Today, though, Dad sat back down and said, “I have a bit more work to do. Are you meeting Mom and Josh at Peabody?” Mom was concerned that Josh’s teacher wasn’t pushing him hard enough, so she’d started observing his lessons.

“I guess so.” I checked my watch. “His lesson is probably just about over.”

“‘Parting is such sweet sorrow,’” Dad droned in Bored Student Voice.

“Oh come on, Dad, you can do better than that.” I picked up my backpack from where I’d dropped it by the door. “See you in a bit?”

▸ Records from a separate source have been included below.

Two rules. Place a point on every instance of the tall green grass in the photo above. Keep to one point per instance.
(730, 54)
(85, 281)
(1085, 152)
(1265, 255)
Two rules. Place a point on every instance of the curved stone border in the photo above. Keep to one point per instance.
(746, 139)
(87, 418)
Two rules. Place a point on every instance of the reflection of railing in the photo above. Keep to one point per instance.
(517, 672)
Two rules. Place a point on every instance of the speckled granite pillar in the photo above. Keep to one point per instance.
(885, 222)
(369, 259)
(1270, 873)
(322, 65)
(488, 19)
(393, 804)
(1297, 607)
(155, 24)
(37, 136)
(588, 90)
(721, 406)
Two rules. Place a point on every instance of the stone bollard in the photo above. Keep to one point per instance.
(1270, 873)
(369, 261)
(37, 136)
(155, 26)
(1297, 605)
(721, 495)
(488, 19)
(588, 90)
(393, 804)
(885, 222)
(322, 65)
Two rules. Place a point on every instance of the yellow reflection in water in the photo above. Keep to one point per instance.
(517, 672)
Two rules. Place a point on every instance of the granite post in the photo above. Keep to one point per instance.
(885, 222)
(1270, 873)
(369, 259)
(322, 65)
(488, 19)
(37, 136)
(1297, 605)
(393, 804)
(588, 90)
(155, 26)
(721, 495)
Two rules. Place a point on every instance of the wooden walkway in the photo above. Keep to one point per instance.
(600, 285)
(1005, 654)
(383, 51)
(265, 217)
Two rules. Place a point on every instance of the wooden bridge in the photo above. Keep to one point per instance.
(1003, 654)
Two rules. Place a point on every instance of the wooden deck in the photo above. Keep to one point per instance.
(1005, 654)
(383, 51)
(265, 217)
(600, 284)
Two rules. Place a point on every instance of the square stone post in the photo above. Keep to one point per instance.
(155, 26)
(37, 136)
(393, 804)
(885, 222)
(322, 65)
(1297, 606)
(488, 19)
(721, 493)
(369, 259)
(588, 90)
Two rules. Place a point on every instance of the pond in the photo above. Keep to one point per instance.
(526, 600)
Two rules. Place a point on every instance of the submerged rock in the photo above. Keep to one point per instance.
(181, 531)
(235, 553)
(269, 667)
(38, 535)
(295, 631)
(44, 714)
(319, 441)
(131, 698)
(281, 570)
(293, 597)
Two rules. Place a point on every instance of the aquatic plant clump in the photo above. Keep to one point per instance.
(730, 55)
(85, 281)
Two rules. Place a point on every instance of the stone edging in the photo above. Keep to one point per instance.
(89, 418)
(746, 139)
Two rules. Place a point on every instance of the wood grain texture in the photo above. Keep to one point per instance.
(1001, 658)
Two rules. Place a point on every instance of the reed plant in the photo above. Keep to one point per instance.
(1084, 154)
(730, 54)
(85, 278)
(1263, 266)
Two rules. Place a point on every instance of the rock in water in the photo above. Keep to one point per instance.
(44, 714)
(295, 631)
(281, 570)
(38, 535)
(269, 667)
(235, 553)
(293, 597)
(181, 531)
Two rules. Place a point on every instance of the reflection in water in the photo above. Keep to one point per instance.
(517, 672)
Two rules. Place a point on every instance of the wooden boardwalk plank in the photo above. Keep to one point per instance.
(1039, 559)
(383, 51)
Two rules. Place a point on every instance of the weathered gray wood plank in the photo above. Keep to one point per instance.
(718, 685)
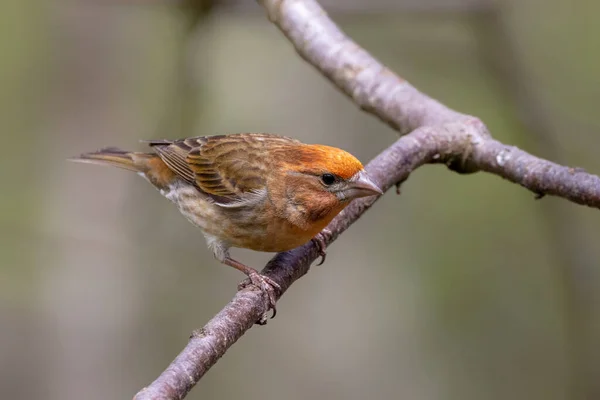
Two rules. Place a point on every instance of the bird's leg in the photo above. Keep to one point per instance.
(319, 241)
(264, 283)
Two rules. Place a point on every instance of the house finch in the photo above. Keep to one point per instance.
(256, 191)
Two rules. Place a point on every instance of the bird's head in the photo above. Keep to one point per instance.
(321, 180)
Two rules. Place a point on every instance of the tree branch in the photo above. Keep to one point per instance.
(439, 135)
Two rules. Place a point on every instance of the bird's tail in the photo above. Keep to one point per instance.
(137, 162)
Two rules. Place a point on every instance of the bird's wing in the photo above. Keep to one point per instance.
(229, 168)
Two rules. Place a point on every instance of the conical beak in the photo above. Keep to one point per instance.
(362, 186)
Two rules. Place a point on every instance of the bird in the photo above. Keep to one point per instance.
(257, 191)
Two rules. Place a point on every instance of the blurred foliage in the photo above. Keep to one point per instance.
(461, 288)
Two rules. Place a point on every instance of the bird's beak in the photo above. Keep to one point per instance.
(361, 186)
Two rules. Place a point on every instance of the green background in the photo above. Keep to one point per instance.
(463, 287)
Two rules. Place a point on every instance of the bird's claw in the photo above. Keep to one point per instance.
(319, 241)
(268, 287)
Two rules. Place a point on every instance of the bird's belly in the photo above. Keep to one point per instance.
(249, 228)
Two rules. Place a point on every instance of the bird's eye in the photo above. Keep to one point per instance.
(328, 179)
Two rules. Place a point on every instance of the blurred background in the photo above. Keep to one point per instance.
(463, 287)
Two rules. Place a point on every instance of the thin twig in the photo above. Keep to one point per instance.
(439, 135)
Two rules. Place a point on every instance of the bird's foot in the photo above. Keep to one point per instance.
(268, 287)
(320, 241)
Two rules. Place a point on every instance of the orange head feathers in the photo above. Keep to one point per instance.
(257, 191)
(317, 157)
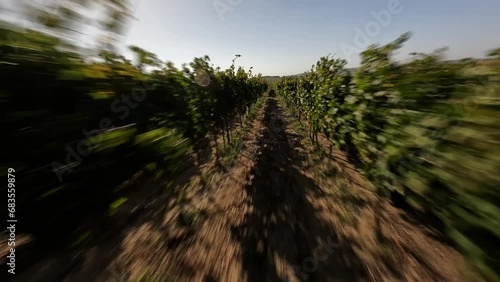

He nodded. “I should be home in an hour or so.”

“I’ll start dinner.”

“Thanks, well-trained offspring.”

I headed downstairs, waved to Cassandra (who didn’t wave back, shocker), and stepped out onto the sidewalk. Peabody Conservatory, where Josh took lessons in the Preparatory division, was just a couple blocks from the bookstore. I passed the Washington Monument, surrounded by cobblestones—it’s a smaller replica of the famous one in DC—and climbed the marble steps to the conservatory entrance.

As I sat down on a bench, I caught my reflection in the glass door. I wished I looked like Dad, but Josh was the one who had inherited the curly strawberry-blond hair, the freckles, the blue eyes. My skin was a warm bronze, even in winter, like Mom’s. I had her round nose, her thick eyebrows, and my hair was the same shade of espresso as hers. Although I’d done my best to change that: strands of pink, powder blue, and violet whipped across my face in the breeze.